The SBSE algorithm was implemented as an R script http://www.r-project.org/ and is free to download for use and further evaluation (See Additional File 4). All data and supporting data files required to replicate the reported results have also been included as additional information (Additional File 3). Development and testing was completed using version R-2.9.1 on both Red Hat^{®} Linux and Microsoft Windows XP.

### Concept

Assume that as part of a miRNA functional characterisation effort we have determined the, relative to control, fold-changes of six gene transcripts. These respective expression values are used to generate a simple ordered (*i.e*. from most up-regulated to most down-regulated) list. We hypothesis that if the observed differential expression profile has been caused by the transfected miRNA, the down-regulated transcripts (*i.e*. those to the right) will be enriched with target sites for the miRNA seed region relative to that observed with the up-regulated transcripts (*i.e*. those to the left). Let's suppose that our list is populated with the following expression values [4, 2, 0.5,-0.2,-1.5,-3]. Each of the six transcript identifiers is then associated with its respective 3'UTR sequence via a one-to-one mapping matrix, and using a simple pattern matching function we determine the presence or absence of a specified nucleotide hexamer, in each of the respective 3'UTR sequences. The pattern matching results are used to transform our ordered list into an 'ordered' binary list indicating a match, or no match, of the nucleotide query (seed) sequence in each of the respective 3'UTR sequences of our ordered list. Assume that this takes the form [0, 0, 1, 1, 0, 1].

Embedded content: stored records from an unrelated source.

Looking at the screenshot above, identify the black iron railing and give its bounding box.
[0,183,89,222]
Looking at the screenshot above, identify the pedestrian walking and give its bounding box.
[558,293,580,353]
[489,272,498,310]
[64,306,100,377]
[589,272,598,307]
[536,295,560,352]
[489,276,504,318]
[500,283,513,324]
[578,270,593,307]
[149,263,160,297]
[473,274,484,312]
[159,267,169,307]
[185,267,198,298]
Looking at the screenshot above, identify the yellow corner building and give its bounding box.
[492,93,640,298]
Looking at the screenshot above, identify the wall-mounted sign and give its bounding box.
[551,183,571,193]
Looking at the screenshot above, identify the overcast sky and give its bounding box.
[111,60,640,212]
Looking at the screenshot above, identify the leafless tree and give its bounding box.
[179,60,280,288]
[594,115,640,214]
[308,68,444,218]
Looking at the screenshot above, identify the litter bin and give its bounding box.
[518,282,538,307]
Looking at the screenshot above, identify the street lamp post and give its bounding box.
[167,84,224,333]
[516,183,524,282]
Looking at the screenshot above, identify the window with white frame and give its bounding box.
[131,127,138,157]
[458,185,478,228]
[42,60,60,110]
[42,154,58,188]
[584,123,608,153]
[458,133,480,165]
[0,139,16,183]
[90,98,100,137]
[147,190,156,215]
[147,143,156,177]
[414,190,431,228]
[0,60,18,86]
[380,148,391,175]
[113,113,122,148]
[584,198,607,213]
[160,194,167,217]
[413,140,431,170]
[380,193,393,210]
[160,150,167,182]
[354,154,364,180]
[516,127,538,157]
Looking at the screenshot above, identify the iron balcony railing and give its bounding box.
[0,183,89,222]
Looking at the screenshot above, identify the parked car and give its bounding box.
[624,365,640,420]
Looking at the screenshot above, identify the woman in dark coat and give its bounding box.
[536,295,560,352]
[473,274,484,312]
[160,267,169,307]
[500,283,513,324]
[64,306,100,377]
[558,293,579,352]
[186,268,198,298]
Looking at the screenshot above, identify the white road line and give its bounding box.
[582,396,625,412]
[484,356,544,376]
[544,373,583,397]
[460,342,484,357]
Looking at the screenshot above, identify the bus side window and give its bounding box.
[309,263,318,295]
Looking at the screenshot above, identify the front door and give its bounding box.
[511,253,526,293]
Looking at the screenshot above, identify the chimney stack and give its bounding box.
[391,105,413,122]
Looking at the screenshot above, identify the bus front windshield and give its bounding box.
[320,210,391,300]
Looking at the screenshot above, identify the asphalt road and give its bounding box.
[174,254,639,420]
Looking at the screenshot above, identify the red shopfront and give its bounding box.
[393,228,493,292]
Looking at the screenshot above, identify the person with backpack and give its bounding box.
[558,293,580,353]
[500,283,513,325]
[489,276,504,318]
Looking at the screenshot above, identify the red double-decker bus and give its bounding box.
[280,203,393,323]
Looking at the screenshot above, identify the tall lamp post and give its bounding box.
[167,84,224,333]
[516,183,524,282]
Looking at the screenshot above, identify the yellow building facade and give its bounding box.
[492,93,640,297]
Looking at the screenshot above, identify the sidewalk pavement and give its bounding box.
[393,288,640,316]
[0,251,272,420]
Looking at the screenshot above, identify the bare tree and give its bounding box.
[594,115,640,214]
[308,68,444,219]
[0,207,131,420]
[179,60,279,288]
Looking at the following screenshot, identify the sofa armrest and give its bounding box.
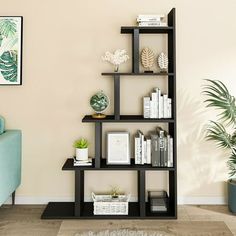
[0,130,22,205]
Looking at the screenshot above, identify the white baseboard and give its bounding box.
[5,196,227,205]
[178,197,227,205]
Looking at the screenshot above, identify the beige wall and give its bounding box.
[0,0,236,203]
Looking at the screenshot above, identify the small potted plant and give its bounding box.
[73,138,88,161]
[203,80,236,214]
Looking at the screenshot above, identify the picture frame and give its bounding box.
[0,16,23,85]
[107,132,130,165]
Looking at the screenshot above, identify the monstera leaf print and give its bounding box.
[0,50,17,82]
[0,19,17,38]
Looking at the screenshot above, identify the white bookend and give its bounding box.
[150,100,155,118]
[147,137,152,164]
[159,96,164,119]
[163,94,169,118]
[167,98,172,118]
[152,92,157,118]
[143,97,150,118]
[142,138,147,164]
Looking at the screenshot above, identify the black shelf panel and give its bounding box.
[62,158,175,171]
[82,115,175,123]
[120,26,174,34]
[41,202,176,219]
[102,72,174,76]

A second list is derived from the ordered fold-change data, but in this instance the data indicates the absolute ranking of each differentially expressed transcript and for our illustration takes the form [1, 6, 2, 5, 3, 4]. The absolute ranking is used to direct a step-wise analysis of the differential distribution of 1's as they are encountered in the binary vector. That is, for each increment of the absolute list we calculate the lowest likelihood that the binary profile observed to-date can be best explained by the differential distribution of 1's between the leftmost and rightmost transcripts. For the simple case described we begin with an up-regulated gene not containing a seed sequence match and hypothesise that there is a one-half chance that the differential expression profile observed at this point is due to differences in miRNA distribution. Next, we observe a down-regulated gene containing a seed sequence match fall to the right, and update our hypothesis accordingly. We next observe another up-regulated gene not containing a seed sequence match *etc*. The algorithm continues to update the hypotheses until all of the data has been evaluated. On completion we are left with five values (*i.e*. one for each hypothesis) corresponding to each division between the six observations. This analysis procedure is represented in cartoon format in Figure 1A.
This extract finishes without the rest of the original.